Secondly, the transformative power of water. If you Google 'the psychological benefits of open water swimming', you'll find a flood of studies around this. Many, as is often the way with the more naturalistic psychological research, will say 'Issues remain with study quality', and around correlation vs causation. But really, for me, the point of this film is that the transformation starts the moment that alarm goes off at 4:30am. Or, less dramatically, when the husband finally agrees to try a shared hobby even if he's only going to stay in for three minutes. Sure, there are presumably all sorts of physiological changes associated with immersion in cold water, and it makes sense that there's a burgeoning field of research around that.

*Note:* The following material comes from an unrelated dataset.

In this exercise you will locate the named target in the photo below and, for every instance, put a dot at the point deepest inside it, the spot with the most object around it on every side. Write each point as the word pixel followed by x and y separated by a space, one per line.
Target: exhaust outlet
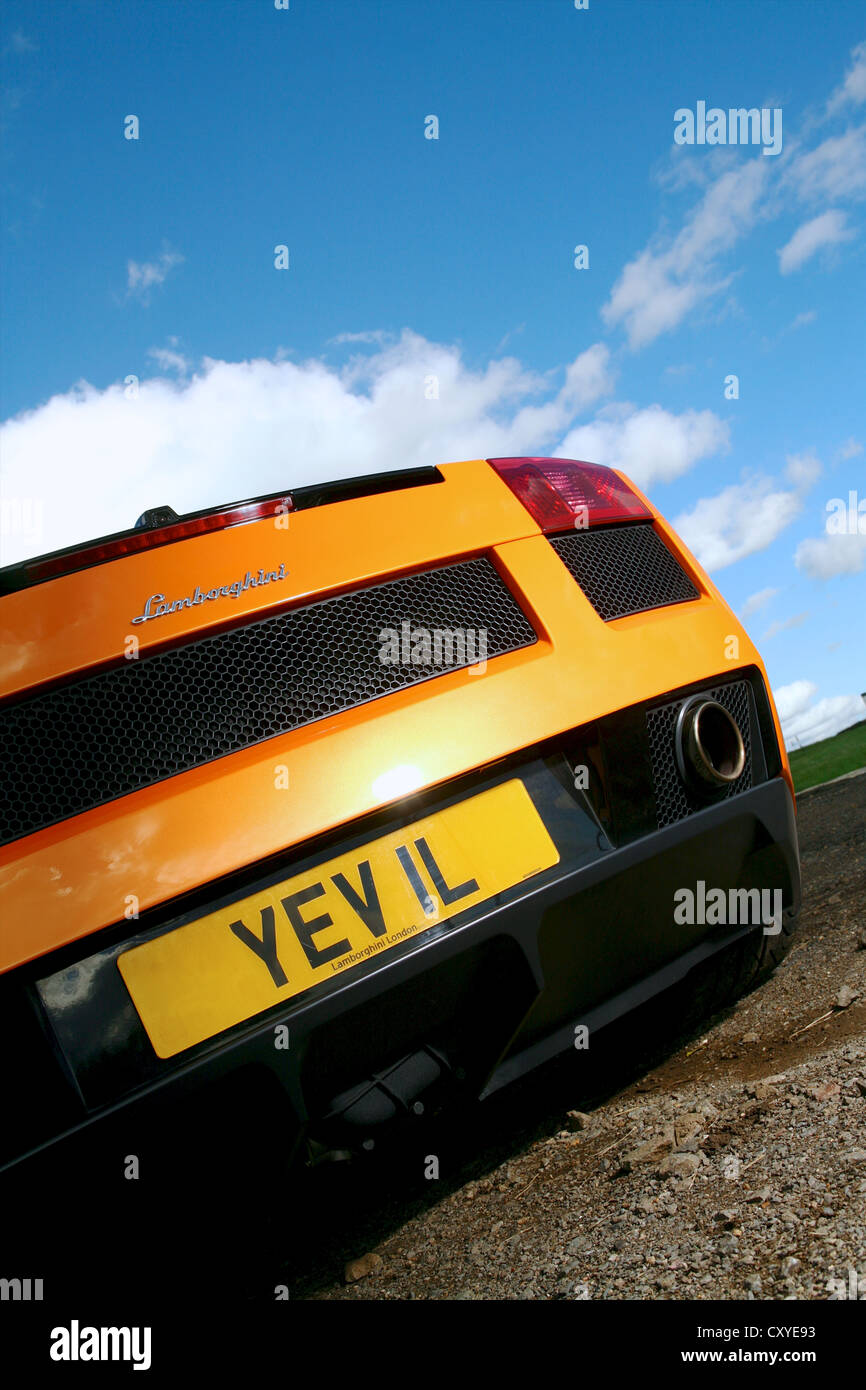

But when you hear a participant in this film say that someone at work had joked about the idea of them doing a triathlon, and they thought 'I'll show them', and soon they were up on the Dam… well, the transformation must be well underway before they dip a toe in the water.

The links between wild swimming, mental health and life change were even more explicit in the mini-documentary which preceded this particular screening at the Phoenix Theatre in Leicester. 'Tonic of the Sea', by filmmaker Jonathan J. Scott, highlights Katie Maggs' recovery from anxiety, myaclonic seizures and stress related burnout through daily dawn swimming in the sea. The film starts with the sound of breathing, in and out, and Katie saying 'I was desperate to find my way back to me'. Again it was notable that Katie wasn't on her own on this journey – she met Mike on the beach, 'the swimmers found me… Mike came along at the right time'. 'It's beautiful to be involved in,' Mike said: 'I'm witnessing what's going on with her on a daily basis.'

I asked Davis whether he felt his film had ended up being representative of the prominence of mental health issues and neurodivergence in the wild swimming community; or whether the characters who, by his admission, 'fell by the wayside' in not making the cut, were more likely to be those who simply liked a bit of a swim. He replied that the Outdoor Swimming Society had been somewhat wary of losing sight of the message that people can swim just for the joy of swimming, without having problems. Davis said he hoped he had still got that into the film, while being realistic about the emotional heft of the 'big stories'. 'The people who come forward are very keen to share their story… you turn the camera on and it all comes out.' The main message of his film, Davis said, is 'Look how transformative clean water can be on people's lives… it's our right, and why we haven't got that, I just can't understand it.'

Mike in Tonic of the Sea also spoke to the immediacy of the transformative power of water. 'If you've done something that is exceptional – and whenever you say to people "we go swimming before the sun rises, in the sea, in the wild sea", suddenly their perception of you changes a little bit, because they think "oh gosh I couldn't do that' – that, in building up a sense of self-worth and achievement, is massively important.'

In wild water, then, we can find both solitude and companionship; a space for difference that is also 'the great equaliser'; somewhere we truly feel the dark just before the dawn. So whatever you find yourself immersed in, sit with the shock, breathe in and breathe out, and move forward.